The very next morning, she started making dramatic progress in her daily physical-therapy sessions. By the beginning of her third week in the ICU, it was clear to everyone that she was well on the way to building up enough stamina to stay on the transplant list, and she continues to grow measurably stronger with each passing day. Three weeks ago, she could only walk 15 feet on her bedside treadmill; on Saturday, she walked 460 feet. This is what marriage is all about: I have never been prouder of my gallant spouse, or loved her more.
We’re now concentrating on the equally daunting challenge of putting weight back on Mrs. T, who’s lost an alarming amount of it. This is easier said than done, for the meds that she takes have made her anorexic, on top of which she doesn’t much like hospital food (as who does?). Fortunately, she’s getting used to the limitations of the cuisine at New York-Presbyterian, which I augment with whatever she asks for. Above all, she understands that for now, she’s got to view eating as work, not pleasure.

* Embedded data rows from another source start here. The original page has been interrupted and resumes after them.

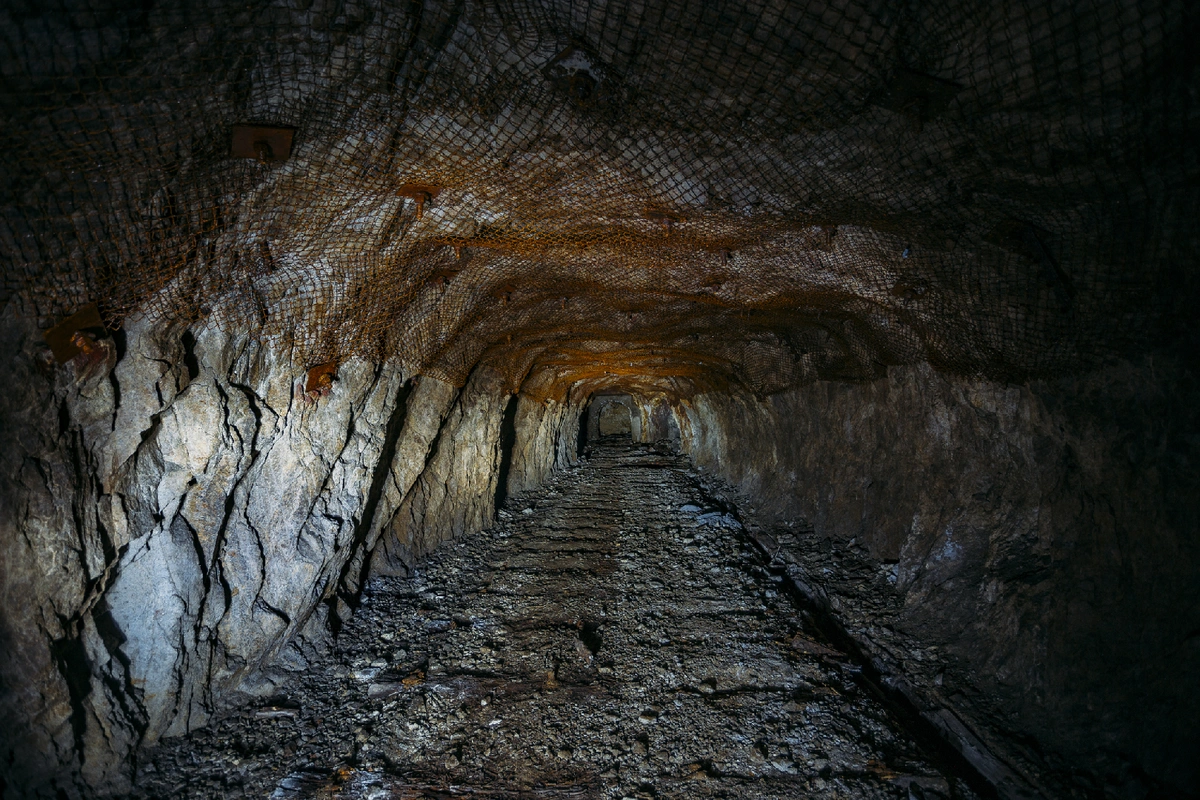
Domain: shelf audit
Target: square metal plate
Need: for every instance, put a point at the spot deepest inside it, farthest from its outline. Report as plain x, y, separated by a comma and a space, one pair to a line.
262, 142
59, 337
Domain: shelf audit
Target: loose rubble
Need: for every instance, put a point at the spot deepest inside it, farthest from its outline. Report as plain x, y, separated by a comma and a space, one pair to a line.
612, 636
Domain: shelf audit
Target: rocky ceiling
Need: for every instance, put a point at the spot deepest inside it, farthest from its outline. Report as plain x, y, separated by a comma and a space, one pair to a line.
661, 196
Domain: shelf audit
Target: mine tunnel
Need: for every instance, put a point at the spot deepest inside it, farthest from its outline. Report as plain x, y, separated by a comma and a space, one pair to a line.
552, 398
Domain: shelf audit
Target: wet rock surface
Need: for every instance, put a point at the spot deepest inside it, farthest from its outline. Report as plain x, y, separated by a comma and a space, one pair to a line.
615, 635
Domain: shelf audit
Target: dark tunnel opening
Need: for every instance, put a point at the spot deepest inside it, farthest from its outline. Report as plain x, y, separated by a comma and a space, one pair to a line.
599, 400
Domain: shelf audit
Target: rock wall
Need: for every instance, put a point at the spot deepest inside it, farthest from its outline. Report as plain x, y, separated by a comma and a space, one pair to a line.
177, 527
1041, 542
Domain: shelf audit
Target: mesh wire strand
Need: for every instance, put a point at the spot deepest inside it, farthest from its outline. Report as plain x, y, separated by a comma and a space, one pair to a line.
673, 191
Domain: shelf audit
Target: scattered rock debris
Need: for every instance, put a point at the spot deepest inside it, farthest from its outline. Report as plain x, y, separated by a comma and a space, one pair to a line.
618, 638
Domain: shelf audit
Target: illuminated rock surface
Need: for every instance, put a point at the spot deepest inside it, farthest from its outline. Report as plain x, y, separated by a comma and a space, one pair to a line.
613, 636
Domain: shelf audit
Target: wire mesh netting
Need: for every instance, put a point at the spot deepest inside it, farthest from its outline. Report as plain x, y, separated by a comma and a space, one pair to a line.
671, 190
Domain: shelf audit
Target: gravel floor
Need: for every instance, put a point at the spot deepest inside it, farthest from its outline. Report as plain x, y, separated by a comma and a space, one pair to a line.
613, 636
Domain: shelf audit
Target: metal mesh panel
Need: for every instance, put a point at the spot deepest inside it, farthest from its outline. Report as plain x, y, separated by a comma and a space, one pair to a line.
676, 191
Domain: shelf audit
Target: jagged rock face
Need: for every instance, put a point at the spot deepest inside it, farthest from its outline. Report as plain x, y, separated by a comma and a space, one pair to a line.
172, 524
713, 210
1041, 539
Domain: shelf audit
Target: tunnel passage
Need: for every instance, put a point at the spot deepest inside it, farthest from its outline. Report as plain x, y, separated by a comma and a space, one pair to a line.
293, 292
613, 415
613, 636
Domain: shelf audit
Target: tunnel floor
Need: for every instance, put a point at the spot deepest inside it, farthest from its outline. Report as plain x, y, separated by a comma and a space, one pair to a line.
613, 636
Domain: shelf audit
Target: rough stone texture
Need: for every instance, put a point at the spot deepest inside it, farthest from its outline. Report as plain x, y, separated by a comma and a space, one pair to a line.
613, 636
172, 524
545, 440
456, 492
1043, 537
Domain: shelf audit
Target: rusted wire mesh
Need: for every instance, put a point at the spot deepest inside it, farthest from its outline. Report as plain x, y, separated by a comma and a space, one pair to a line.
688, 191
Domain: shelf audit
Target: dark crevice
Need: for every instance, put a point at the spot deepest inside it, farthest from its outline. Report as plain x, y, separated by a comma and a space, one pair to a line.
190, 361
363, 529
508, 441
71, 659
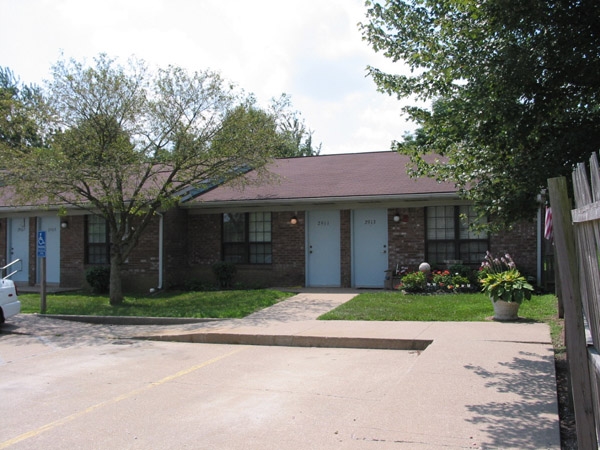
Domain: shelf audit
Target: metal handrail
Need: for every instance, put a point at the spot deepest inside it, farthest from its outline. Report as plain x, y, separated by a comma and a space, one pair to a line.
2, 269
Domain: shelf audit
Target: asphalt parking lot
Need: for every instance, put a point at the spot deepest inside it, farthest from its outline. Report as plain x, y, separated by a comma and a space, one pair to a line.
278, 379
84, 390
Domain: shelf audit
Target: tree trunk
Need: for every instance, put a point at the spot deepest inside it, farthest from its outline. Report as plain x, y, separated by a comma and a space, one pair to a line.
115, 289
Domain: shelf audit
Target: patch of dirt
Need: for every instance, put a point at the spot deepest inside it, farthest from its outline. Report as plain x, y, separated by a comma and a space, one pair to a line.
566, 414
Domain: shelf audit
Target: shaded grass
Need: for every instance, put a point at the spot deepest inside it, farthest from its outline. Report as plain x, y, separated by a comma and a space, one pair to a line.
214, 304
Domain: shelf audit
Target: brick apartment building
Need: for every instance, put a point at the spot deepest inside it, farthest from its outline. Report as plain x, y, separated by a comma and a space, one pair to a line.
335, 221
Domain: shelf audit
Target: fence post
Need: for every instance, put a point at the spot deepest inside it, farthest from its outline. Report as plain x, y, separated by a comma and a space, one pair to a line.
577, 355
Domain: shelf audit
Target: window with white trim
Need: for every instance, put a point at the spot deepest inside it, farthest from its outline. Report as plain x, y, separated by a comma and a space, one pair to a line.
449, 237
247, 238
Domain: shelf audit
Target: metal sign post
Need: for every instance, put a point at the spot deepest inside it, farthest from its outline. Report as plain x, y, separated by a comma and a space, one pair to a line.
41, 252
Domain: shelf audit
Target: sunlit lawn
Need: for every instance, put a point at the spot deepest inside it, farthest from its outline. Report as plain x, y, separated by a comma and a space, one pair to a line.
396, 306
213, 304
393, 305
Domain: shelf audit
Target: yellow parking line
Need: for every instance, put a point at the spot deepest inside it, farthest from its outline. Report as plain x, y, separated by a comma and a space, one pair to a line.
72, 417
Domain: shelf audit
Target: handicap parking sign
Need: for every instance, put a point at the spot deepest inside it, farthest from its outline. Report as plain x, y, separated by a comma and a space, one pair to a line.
41, 244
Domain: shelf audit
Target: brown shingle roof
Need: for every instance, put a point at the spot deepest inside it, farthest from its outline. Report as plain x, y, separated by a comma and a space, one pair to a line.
333, 176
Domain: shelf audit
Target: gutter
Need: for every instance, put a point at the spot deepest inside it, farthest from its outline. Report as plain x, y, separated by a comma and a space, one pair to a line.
396, 201
161, 230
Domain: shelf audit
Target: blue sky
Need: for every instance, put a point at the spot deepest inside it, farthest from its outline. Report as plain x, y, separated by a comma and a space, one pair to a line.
310, 49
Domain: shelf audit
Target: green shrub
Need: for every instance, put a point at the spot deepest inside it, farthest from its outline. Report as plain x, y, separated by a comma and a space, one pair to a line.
98, 277
224, 271
413, 282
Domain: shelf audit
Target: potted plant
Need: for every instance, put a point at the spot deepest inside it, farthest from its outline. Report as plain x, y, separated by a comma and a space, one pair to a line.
505, 285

In addition, her palliative-care doctors have persuaded her to be more sensible about taking full doses of her pain medication, which she had previously shunned out of fear of addiction but now realizes is essential so that she can continue to make progress in physical therapy. (It simply hadn’t occurred to her that physical pain is debilitating in and of itself!)

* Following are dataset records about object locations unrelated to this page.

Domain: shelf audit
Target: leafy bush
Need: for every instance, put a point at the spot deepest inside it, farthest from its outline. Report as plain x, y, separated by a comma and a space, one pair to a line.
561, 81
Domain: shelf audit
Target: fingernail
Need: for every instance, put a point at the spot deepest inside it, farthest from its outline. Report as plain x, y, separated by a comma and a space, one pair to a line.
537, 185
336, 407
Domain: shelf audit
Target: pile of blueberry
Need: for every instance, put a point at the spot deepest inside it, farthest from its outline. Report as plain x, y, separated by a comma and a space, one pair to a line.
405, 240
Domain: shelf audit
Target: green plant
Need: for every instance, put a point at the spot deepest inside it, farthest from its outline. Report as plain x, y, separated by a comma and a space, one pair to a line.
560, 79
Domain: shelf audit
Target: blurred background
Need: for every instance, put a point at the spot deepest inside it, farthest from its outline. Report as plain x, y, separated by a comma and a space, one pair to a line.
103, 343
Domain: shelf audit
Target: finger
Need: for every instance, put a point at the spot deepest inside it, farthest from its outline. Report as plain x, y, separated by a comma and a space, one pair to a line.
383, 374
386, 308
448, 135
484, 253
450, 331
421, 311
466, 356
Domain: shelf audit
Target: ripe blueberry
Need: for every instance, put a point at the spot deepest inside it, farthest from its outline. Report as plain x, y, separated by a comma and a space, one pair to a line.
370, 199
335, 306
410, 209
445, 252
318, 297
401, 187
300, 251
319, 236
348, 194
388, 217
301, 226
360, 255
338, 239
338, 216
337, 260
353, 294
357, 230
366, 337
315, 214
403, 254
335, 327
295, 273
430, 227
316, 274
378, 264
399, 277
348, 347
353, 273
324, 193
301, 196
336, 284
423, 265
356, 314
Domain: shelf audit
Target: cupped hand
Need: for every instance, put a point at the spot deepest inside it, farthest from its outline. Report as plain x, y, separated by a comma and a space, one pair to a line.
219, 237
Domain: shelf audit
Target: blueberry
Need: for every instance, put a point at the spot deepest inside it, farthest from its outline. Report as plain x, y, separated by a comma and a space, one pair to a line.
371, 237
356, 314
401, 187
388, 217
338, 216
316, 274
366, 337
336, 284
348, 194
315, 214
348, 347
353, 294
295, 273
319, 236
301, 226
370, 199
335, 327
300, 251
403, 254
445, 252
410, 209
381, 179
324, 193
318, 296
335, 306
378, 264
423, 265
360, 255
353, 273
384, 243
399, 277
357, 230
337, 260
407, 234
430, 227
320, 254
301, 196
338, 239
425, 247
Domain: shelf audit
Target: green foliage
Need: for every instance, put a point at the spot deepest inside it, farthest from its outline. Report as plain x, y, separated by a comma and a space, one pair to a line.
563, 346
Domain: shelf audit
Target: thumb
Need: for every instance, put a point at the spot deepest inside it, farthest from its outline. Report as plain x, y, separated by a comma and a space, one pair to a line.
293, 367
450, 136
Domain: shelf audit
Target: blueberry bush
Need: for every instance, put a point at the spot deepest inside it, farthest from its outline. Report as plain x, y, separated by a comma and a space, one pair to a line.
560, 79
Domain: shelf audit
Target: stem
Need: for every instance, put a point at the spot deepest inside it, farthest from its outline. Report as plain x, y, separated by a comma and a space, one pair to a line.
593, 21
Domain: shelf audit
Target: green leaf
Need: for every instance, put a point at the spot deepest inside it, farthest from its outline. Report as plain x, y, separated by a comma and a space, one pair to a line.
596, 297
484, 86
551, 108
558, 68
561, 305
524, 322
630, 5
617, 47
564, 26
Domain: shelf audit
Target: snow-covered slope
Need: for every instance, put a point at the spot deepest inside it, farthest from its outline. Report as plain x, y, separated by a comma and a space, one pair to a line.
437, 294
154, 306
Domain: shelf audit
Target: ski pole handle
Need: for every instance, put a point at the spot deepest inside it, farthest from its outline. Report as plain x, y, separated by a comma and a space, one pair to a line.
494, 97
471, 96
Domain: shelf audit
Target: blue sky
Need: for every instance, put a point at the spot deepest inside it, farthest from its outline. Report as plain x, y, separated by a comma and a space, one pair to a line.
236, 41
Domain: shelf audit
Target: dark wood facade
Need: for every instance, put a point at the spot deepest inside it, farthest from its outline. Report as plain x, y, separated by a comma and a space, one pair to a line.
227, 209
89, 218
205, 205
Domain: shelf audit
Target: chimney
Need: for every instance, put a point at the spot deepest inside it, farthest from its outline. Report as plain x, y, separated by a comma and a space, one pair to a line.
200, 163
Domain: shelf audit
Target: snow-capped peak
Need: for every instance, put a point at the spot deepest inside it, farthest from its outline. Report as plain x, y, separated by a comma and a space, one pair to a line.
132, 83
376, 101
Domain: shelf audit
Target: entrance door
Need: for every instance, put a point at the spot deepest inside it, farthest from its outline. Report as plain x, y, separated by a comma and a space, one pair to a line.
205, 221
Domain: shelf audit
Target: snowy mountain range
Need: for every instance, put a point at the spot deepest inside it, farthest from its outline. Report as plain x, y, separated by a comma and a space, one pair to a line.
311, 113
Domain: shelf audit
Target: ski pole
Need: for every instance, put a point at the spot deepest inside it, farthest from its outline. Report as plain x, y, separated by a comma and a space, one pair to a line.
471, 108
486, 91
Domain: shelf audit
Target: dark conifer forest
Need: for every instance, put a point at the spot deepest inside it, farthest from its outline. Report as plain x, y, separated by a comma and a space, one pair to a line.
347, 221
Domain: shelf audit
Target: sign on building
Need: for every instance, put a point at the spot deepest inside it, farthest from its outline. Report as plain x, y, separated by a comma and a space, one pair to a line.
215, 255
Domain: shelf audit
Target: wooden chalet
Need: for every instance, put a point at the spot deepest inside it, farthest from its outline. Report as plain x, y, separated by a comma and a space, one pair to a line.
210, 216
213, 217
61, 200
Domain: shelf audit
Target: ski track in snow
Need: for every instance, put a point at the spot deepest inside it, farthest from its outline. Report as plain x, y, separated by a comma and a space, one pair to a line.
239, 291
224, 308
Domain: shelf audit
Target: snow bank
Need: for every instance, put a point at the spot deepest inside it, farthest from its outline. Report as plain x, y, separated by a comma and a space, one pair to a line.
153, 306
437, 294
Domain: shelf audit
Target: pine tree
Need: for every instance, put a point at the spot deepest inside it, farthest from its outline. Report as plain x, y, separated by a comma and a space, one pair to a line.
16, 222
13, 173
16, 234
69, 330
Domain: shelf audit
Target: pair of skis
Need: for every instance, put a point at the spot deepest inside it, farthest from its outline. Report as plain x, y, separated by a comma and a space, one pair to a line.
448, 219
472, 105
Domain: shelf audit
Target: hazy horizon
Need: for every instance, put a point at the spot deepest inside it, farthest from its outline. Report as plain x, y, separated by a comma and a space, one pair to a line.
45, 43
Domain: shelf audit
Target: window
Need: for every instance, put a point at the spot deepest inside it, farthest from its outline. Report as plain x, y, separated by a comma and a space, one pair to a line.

So far as we now know, Mrs. T will have to remain in the ICU until a pair of donor lungs finally becomes available and she is successfully transplanted and has recovered from the surgery. Until then, she will likely need high-flow supplemental oxygen around the clock, which is something she can’t get at home. She’s gradually growing accustomed to the prospect, though, and we’re a lot more optimistic today than we were a month ago, back when things were looking grimmer by the hour.

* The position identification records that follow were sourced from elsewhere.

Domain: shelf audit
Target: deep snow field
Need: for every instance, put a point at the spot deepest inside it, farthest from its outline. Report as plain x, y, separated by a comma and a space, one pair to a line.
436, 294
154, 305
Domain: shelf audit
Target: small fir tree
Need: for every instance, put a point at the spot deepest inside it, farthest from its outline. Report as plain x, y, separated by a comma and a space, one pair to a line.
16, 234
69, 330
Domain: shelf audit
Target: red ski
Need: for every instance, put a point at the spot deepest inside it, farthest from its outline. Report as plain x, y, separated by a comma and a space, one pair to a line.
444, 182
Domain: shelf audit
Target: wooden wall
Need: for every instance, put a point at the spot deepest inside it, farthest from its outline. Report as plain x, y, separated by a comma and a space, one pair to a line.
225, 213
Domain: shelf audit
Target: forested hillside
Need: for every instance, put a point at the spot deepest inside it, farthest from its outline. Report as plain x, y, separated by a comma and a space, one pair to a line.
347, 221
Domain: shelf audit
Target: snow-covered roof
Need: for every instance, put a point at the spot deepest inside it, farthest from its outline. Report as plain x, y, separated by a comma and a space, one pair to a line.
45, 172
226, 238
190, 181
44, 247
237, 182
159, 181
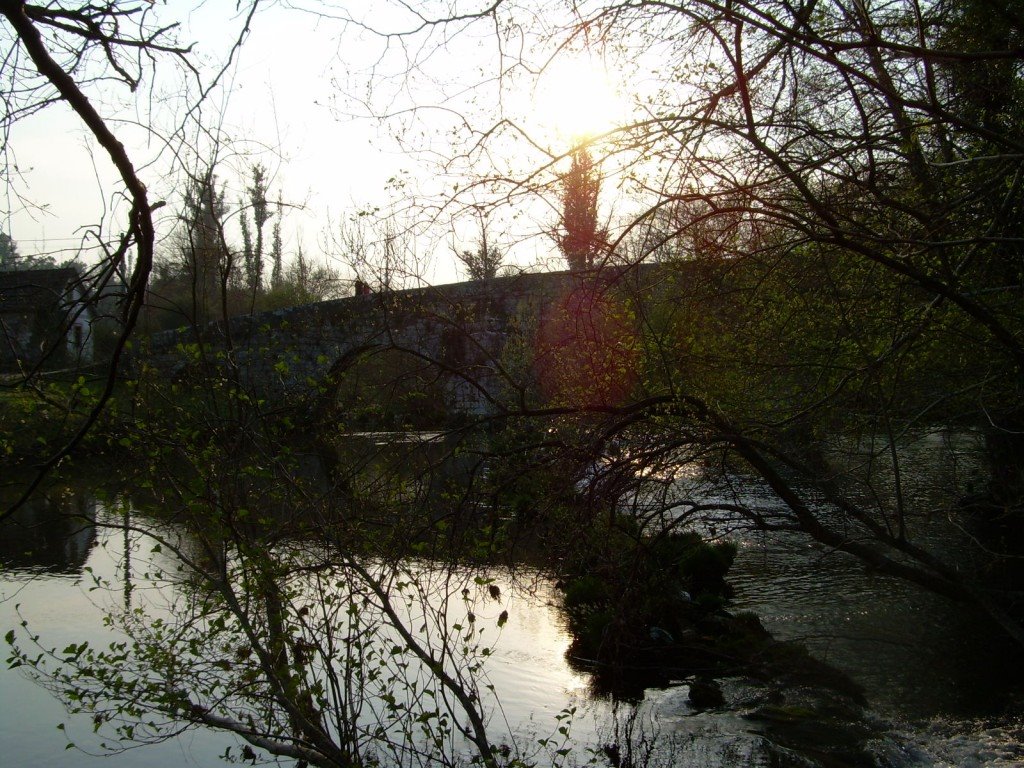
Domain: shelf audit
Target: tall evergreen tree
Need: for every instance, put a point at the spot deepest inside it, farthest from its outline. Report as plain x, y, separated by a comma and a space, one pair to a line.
581, 240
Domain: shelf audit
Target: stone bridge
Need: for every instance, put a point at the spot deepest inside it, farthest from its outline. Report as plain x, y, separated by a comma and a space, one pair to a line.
448, 346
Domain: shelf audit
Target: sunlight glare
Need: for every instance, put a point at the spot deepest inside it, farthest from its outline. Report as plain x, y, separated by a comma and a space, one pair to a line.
576, 98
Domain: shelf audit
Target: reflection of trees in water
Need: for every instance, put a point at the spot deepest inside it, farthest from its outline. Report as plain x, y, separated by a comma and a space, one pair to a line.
53, 531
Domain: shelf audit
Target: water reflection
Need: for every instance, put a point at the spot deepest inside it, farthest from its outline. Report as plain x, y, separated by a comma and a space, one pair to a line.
916, 655
52, 532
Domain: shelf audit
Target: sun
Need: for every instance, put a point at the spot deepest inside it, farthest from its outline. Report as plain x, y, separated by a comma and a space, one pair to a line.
576, 98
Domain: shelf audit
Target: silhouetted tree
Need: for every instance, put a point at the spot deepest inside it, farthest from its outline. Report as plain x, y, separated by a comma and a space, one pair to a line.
581, 241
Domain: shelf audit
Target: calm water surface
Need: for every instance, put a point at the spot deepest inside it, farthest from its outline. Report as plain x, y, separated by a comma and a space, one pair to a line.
947, 691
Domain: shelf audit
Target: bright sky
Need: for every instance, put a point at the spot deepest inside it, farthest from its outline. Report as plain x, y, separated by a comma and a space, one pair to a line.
289, 102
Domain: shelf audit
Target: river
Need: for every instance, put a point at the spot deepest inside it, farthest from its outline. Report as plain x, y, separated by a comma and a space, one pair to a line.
943, 688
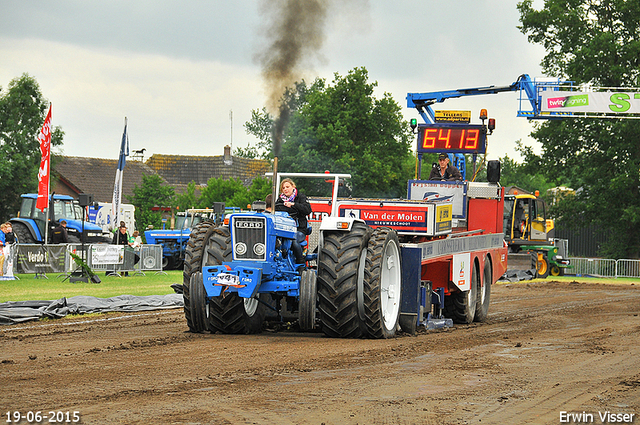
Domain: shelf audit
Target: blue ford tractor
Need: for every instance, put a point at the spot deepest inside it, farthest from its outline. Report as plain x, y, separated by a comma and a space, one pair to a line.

At the same time, it’s also true that we’re playing an increasingly urgent waiting game. To be sure, Mrs. T is at the very top of the transplant priority list, but she needs a pair of lungs from a donor of short stature with A-positive or O-type blood, and such folk don’t come along every day, or even every month. The truth is that we haven’t gotten a single donor offer since last August, when we received two Big Calls in a row, each of which fell through a few hours later. Since then, our cellphones have yet to ring. As for me, I came pretty close to burning out last month, but once it became clear that Mrs. T’s condition had become reasonably stable, she insisted that I get out of town for a couple of days and let the ICU nurses worry about her. I went to one of our favorite retreats by the Delaware River, where the staff took loving care of me. (We’ve been going there for fifteen years, and they know all about Mrs. T’s condition.) In addition, my editors at The Wall Street Journal ordered me to take two weeks off—no shows, no deadlines, no nothing—and I still have a week of down time left. Thanks to all this, I’m finally starting, very gradually, to feel like myself again.Meanwhile, I visit Mrs. T in the ICU every day, bringing whatever food sounds good to her—she had a yen for cinnamon graham crackers the other day—as well as anything else she asks for. It helps that New York-Presbyterian is only a mile from our apartment, a reminder that we were smart to move to this neighborhood ten years ago in preparation for her eventual transplant. The TV in her room is hooked up to TCM, so we watch the eight o’clock movie together most nights. In recent days Teachout Theater has presented Harry and Tonto, The Phenix City Story, Ride the High Country, and Written on the Wind. Except for the part where she’s in a hospital bed hooked up to six IV lines, it’s kind of like being at home, sort of.
And that’s where we stand as of today. Yes, it’s been rough—terrifyingly so—but things aren’t nearly as bad as they were, and I’m starting to think that we might get through this, thanks in no small part to your support. Mrs. T isn’t quite ready for outside visitors yet, but we’re hoping that will come soon. In the meantime, your kind words and good wishes continue to buoy us up as we wait, watch the clock, and hope.